Kanaatimce, söz konusu ortak tavrın sebepleri, yine Âli Paşa’nın vasiyetnamesinde bulunabilir. Bu vasiyetnamede, iktisadî hayata ilişkin liberal düzenlemelerin dış politika problemleri ile birlikte ele alındığı açıktır. Dolayısıyla, iktisadî alandaki liberal politikaları Osmanlı ülkesinin politik problemlerinden bağımsız değerlendirmek mümkün değildir.

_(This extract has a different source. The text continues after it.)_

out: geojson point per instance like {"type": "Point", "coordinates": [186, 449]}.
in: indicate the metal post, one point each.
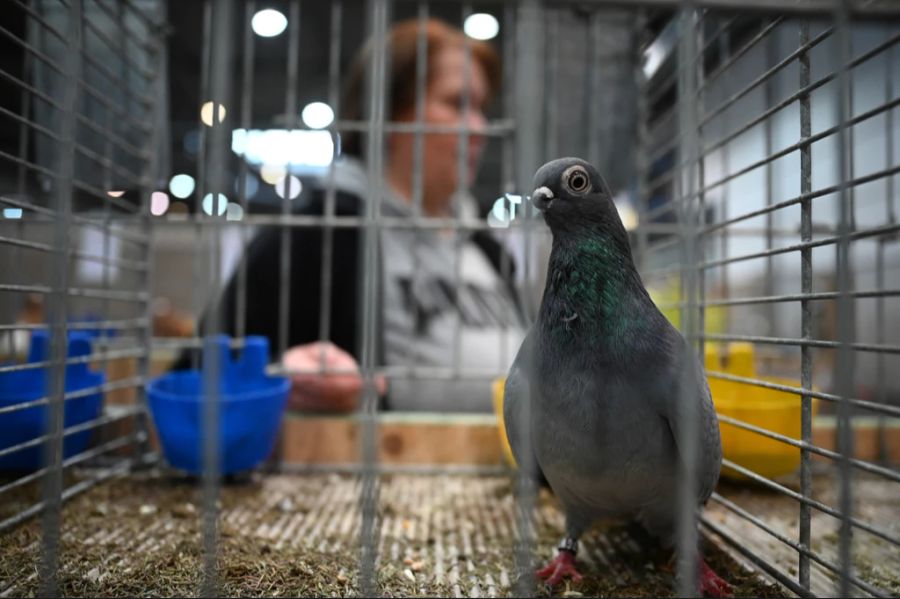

Teori ile pratik arasında yaşanan çelişkiler, en temelde, Batılılaşma tarihimizin, devletin çöküş süreçlerine denk gelmesinden kaynaklanıyor olsa gerek. Zira, bu dönemde gerçekleştirilen bütün yeniliklerin nihaî amacı, devletin varlığını sürdürmek olmuştur. Bunun doğal sonucu da, iktisadî, sosyal ya da siyasal tüm reformların aynı zamanda, ülkenin geleceğiyle ilgili bir “güvenlik” meselesi olarak algılanması olmuştur. Avrupa devletler hukukuna dahil bir biçimde varlığını sürdürmenin gereği olarak gerçekleştirilen tüm özgürleştirici reformlar, paradoksal şekilde, özgürlükleri sınırlayıcı baskıcı bir idareyi beraberinde getirmiştir.